Saturday, January 10, 2015

Patton, North Africa WWII









"When the great day of battle comes, remember your training...you must succeed, for to retreat is as cowardly as it is fatal.  Americans do not surrender.  During the first days and nights ashore you must work unceasingly, regardless of sleep, regardless of food.  A pint of sweat will save a gallon of blood.  The eyes of the world are watching us.  The heart of America beats for us.  God is with us.  On our victory depends the freedom or slavery of the human race.  We shall surely win."
    – General George S. Patton, upon the Torch Landings North Africa



For the Americans, there would not have been the same contribution to the Allied victory if it was not for the primary force of the Eisenhower, Marshall and Patton trio.  Marshall was the grandfather of




the American efforts in WWII, himself an old warrior and chairman of defense in America.  There came a point at the beginning of WWII – which goes a long way in understanding Marshall's significance – where it was assumed that he would be the only man who could likely lead the American troops on the channel crossing (D-Day Normandy) efforts against Nazi Germany.  FDR, however, finally gave in and elected Eisenhower as the Allied Commander of all efforts instead, because, "FDR did not think he would sleep well if Marshall was out of the country."  Eisenhower had gifts of military administration that ended up unsurpassed in all realms of all of the militaries in the WWII effort.  Eisenhower had never seen live battle and never would lead actual troops in any


battle in his life, but he was, as was unanimously seen by the British, the French, the Russians, and his own American counterparts, the only man they knew capable of sustaining an allied force, coordinating, smoothing over differences, making calculated judgements, and frankly, outsmarting, in many instances, all but Marshall and FDR themselves. (It is a very interesting sidenote that Eisenhower's eventual eight-year presidency would end up being the most peaceful two terms in Presidential history.  As the ex-Allied commander, he was committed in the extreme to peace, diffusing the Korean crisis, keeping the cold war cold and not escalating it, and moving toward some peaceful solutions in the middle east.  In military matters, Ike was his own greatest expert and could often by-pass the silly frenzy of politicians calling for war during his presidency, and thereby could act almost unilaterally toward peaceful solutions in crisis.
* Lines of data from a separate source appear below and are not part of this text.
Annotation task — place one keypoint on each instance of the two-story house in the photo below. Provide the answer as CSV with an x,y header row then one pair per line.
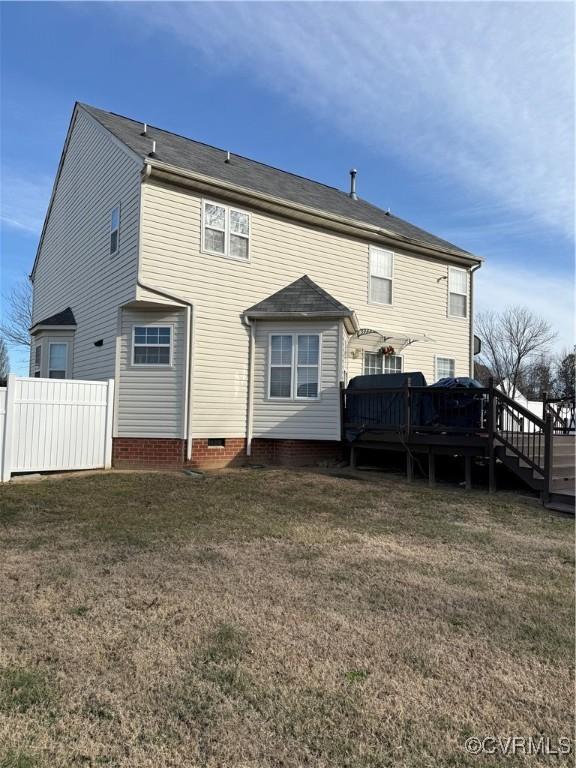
x,y
229,299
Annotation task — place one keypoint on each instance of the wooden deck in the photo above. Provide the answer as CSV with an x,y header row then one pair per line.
x,y
542,452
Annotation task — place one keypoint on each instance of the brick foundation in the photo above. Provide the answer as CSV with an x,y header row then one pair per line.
x,y
168,453
153,452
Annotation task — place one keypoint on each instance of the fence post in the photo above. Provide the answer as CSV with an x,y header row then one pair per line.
x,y
109,423
548,440
8,428
491,436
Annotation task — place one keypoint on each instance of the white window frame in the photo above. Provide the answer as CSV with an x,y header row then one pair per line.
x,y
115,229
294,366
227,231
459,293
37,360
443,357
382,358
152,325
371,251
58,343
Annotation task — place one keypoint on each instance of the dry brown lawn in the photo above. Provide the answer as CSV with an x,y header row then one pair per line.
x,y
275,618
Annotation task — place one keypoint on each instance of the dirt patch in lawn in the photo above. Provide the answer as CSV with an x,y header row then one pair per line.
x,y
274,618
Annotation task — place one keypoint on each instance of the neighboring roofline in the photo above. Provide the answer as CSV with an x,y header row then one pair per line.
x,y
177,175
121,144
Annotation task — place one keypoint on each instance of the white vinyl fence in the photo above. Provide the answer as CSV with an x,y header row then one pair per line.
x,y
55,424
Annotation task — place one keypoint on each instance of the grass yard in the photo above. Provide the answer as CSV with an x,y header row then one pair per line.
x,y
275,618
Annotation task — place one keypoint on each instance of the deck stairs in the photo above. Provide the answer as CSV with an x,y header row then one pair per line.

Inaccurately, Ike is often perceived as a War President by many.  In complete truth, he held a fiery torch for peace, was a scholar of extreme talents, and was often the most tolerant of diverse views in his entire administration.)

If Marshall and Ike conceived of and administered the American strategy in WWII, it was Patton who best represented (besides maybe General Omar Bradley), the pure soldier as general on the ground...and who actually won the war.
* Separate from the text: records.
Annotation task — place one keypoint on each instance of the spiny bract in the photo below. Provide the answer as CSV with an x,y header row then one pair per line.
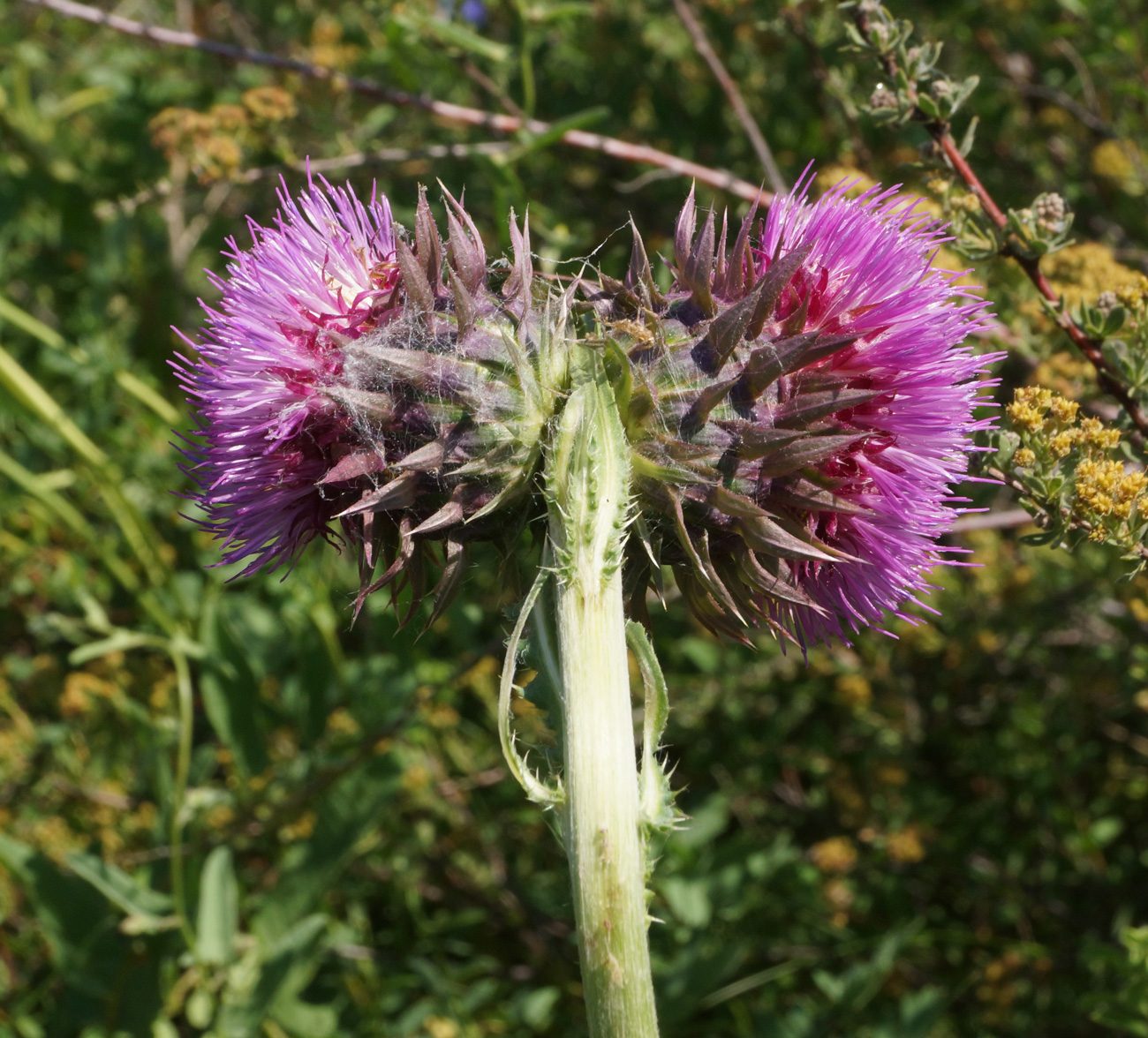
x,y
798,407
349,375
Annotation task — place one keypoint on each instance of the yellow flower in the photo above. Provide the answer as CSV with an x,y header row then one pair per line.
x,y
834,854
905,846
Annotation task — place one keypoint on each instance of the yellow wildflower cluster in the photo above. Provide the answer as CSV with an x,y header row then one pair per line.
x,y
834,854
1106,493
1084,271
1052,420
211,142
1103,486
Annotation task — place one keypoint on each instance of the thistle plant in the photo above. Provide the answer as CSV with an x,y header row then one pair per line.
x,y
781,430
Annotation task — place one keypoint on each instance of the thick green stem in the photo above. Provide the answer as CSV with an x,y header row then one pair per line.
x,y
603,820
179,794
588,482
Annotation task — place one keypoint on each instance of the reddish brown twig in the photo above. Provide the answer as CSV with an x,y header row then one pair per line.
x,y
1090,348
719,179
733,94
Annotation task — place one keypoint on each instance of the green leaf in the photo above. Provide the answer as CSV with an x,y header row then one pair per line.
x,y
283,968
119,888
218,914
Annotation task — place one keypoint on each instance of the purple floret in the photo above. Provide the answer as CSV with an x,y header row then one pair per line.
x,y
869,273
268,430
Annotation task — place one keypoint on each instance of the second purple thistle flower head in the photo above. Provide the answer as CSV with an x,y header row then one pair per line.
x,y
798,405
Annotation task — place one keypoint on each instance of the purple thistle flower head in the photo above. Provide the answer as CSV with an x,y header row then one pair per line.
x,y
326,272
803,405
347,375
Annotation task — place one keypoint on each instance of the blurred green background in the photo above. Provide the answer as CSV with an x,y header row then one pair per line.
x,y
941,834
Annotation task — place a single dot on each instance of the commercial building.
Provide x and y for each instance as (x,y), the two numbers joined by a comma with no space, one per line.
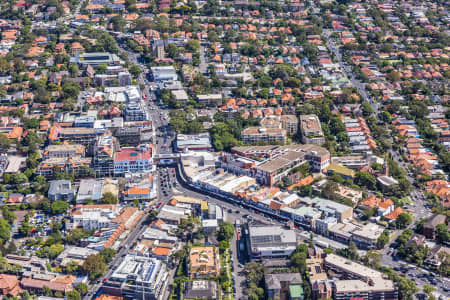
(79,166)
(133,159)
(96,58)
(318,157)
(90,190)
(284,286)
(252,135)
(272,171)
(204,262)
(75,254)
(358,281)
(289,123)
(84,121)
(429,228)
(138,277)
(165,73)
(311,130)
(135,111)
(61,190)
(77,135)
(266,242)
(103,161)
(64,150)
(193,142)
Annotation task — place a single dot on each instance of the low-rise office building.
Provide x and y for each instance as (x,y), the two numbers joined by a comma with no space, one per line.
(204,262)
(253,135)
(266,242)
(311,130)
(138,277)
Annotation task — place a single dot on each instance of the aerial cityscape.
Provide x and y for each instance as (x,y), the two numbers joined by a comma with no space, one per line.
(224,149)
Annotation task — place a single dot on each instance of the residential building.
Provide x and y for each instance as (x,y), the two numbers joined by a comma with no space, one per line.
(273,170)
(252,135)
(289,123)
(267,242)
(358,281)
(429,228)
(138,277)
(90,190)
(204,262)
(133,159)
(61,190)
(165,73)
(180,96)
(311,130)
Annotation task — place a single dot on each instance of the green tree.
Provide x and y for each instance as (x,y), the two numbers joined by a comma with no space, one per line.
(226,231)
(135,70)
(73,295)
(82,288)
(72,267)
(94,266)
(224,245)
(108,254)
(403,220)
(8,215)
(383,240)
(76,235)
(5,229)
(46,291)
(59,207)
(366,179)
(109,198)
(442,234)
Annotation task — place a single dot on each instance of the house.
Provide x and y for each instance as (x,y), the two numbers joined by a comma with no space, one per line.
(429,228)
(61,190)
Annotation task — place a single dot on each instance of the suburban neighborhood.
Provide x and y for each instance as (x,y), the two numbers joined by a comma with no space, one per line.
(219,149)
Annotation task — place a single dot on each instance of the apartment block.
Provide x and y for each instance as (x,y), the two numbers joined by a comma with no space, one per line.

His motto was shaped by two primary facts in WWII: 1) the Americans were fighting inside enemy territory; 2) The Nazi regime, justly, needed to be eradicated from power.  As he is often quoted as saying, "I don't want to get any messages saying that we are holding our position.  We're not holding anything.  Let the Hun do that.  We are advancing constantly and we're not interested in holding anything except the enemy."  It was this attitude of relentless attack which the Germans could not account for over and over again in North Africa, in France, and eventually in Germany itself.  Patton was the extreme case of the self-important General who believed so deeply in his own destiny that he created it as he went along.  His fellow commanders did not always trust that Patton was attacking out of commitment to the cause or commitment to his destiny, but it was this very enigmatic power that allowed Patton to understand and defeat his enemy (the enemy of course was almost in its entirety made up of such delusions.  The difference, as Patton would kindly point out, was that at least he knew and understood his own delusions of grandeur).



Because of the brilliance of this trio (and largely Churchill as well), the Americans saved Europe from generations of a new form of Middle Ages.  There was this moment in time when the combined powers of America, France, Britain and Russia held the world in their hands.  Russia quickly split from the cause; France nearly as quickly caved to pride and turned its nose to the prospect of American predominance, none of which would have been fully predicted in those early beach landings at Casablanca.    



















1 comment:

  1. I got your blog! Eisenhower was the first President I remember. He flew into Minneapolis when I was in third grade & all the school children were bused to the airport to see him. I remember the blur of his car going by in the distance. I was so scared that day wondering if I would get back home. I think that's the day I became a homebody.